I'm trying to estimate pi by uniform random sampling of points (x,y) inside a circle of radius 1 and then computing the corresponding z value in a sphere. Actually it is only a quarter-circle to simplify the computation. Then I compute the average z (which should be approximately 1/8 of the volume of the whole sphere) and then I compare it to the volume of a cube 1x1x1. It should be approximately 1/6 pi, but for some reason it isn't.
This is my matlab code:
r = rand(1000,1);
theta = rand(1000, 1) * pi/2;
x = zeros(1000);
y = zeros(1000);
z = zeros(1000);
for i = 1:1000
x(i) = r(i)^(0.5) * sin(theta(i));
y(i) = r(i)^(0.5) * cos(theta(i));
z(i) = (1.0 - x(i) * x(i) - y(i) * y(i))^0.5;
end
mean(z)(1) * 6
It keeps saying that pi is approximately 4, which is nonsense - even if I increase the number of samples. Can you please explain me, where is the problem regardless of the fact, that I'm using pi to determine the angle when sampling random points inside a circle?
Aside from the fact that you need pi to call the radian-based trigonometric functions, your coordinates are incorrect as well.

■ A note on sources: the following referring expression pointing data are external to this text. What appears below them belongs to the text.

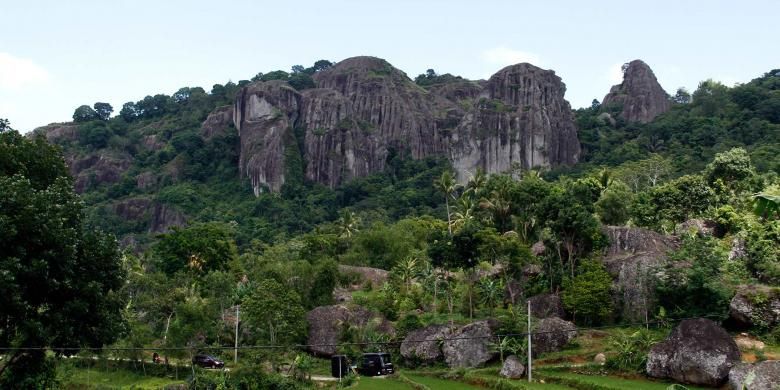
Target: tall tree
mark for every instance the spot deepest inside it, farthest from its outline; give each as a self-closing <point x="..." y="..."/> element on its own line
<point x="59" y="282"/>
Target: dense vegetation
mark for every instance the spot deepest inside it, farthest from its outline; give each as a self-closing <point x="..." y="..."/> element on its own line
<point x="452" y="250"/>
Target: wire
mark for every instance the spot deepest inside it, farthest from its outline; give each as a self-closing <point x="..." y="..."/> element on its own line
<point x="364" y="343"/>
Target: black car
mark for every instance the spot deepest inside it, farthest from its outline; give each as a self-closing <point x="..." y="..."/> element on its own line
<point x="373" y="364"/>
<point x="207" y="361"/>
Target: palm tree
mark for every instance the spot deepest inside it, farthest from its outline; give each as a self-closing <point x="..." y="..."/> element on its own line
<point x="447" y="185"/>
<point x="464" y="212"/>
<point x="348" y="224"/>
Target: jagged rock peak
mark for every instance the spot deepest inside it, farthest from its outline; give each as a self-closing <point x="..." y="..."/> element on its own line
<point x="641" y="96"/>
<point x="522" y="120"/>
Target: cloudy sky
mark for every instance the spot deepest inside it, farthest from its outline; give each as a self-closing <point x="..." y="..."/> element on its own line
<point x="57" y="55"/>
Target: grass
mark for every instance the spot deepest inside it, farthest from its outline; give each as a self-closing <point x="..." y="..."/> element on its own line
<point x="370" y="383"/>
<point x="120" y="379"/>
<point x="604" y="382"/>
<point x="436" y="383"/>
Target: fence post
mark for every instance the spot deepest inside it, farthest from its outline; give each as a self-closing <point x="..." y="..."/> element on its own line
<point x="529" y="340"/>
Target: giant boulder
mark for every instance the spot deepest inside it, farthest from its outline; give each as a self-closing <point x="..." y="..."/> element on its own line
<point x="551" y="335"/>
<point x="425" y="344"/>
<point x="469" y="346"/>
<point x="632" y="258"/>
<point x="326" y="324"/>
<point x="697" y="352"/>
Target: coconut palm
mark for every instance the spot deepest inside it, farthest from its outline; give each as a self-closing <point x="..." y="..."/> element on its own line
<point x="447" y="185"/>
<point x="348" y="224"/>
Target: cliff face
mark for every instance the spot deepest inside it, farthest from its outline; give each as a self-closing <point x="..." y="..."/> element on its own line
<point x="521" y="119"/>
<point x="363" y="108"/>
<point x="641" y="96"/>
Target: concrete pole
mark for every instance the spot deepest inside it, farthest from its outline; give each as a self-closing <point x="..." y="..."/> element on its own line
<point x="235" y="351"/>
<point x="529" y="340"/>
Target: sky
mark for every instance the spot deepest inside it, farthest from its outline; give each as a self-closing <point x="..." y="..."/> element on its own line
<point x="58" y="55"/>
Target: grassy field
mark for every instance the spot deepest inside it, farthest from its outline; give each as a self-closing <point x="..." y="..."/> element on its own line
<point x="120" y="379"/>
<point x="610" y="382"/>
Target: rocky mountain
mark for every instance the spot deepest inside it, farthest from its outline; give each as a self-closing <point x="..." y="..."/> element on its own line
<point x="363" y="109"/>
<point x="640" y="97"/>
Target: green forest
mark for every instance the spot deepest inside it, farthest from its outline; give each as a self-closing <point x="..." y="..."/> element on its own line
<point x="76" y="274"/>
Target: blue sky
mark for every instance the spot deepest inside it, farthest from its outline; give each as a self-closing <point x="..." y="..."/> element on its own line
<point x="57" y="55"/>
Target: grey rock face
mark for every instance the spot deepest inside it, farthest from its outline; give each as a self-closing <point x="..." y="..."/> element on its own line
<point x="217" y="123"/>
<point x="264" y="114"/>
<point x="641" y="96"/>
<point x="469" y="346"/>
<point x="521" y="119"/>
<point x="327" y="322"/>
<point x="546" y="305"/>
<point x="363" y="109"/>
<point x="513" y="368"/>
<point x="697" y="352"/>
<point x="422" y="344"/>
<point x="632" y="257"/>
<point x="758" y="376"/>
<point x="756" y="306"/>
<point x="552" y="334"/>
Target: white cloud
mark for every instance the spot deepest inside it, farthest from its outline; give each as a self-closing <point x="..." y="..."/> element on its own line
<point x="17" y="72"/>
<point x="503" y="56"/>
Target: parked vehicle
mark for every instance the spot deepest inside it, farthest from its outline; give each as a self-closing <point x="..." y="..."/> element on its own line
<point x="373" y="364"/>
<point x="207" y="361"/>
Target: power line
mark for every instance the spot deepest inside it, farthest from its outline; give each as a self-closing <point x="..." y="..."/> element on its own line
<point x="364" y="343"/>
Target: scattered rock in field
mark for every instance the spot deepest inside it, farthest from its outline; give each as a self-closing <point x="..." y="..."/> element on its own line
<point x="755" y="376"/>
<point x="513" y="368"/>
<point x="327" y="322"/>
<point x="469" y="346"/>
<point x="551" y="335"/>
<point x="745" y="342"/>
<point x="422" y="344"/>
<point x="697" y="352"/>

In order to parametrize a sphere, you need two angles: theta and phi. You can also spare the loop using element-wise array operations:
N = 1000;
theta = 90*rand(N,1);
phi = 90*rand(N,1);
r = rand(N,1);
%hide the hiding of pi
%%hide pi:
%theta = deg2rad(theta);
%phi = deg2rad(phi);
%x = r.*sind(theta).*cosd(phi); %needless
%y = r.*sind(theta).*sind(phi); %needless
z = r.*cosd(theta);
pi_approx_maybe=mean(z(:))*6;
If z were an array (which it would if theta and phi came from a meshgrid rather than rand), then you'd need z(:) to get an array-wide mean, otherwise the result would be a vector. It's also clear that for the z component you don't even need the azimuthal angle (phi), only the polar angle (theta).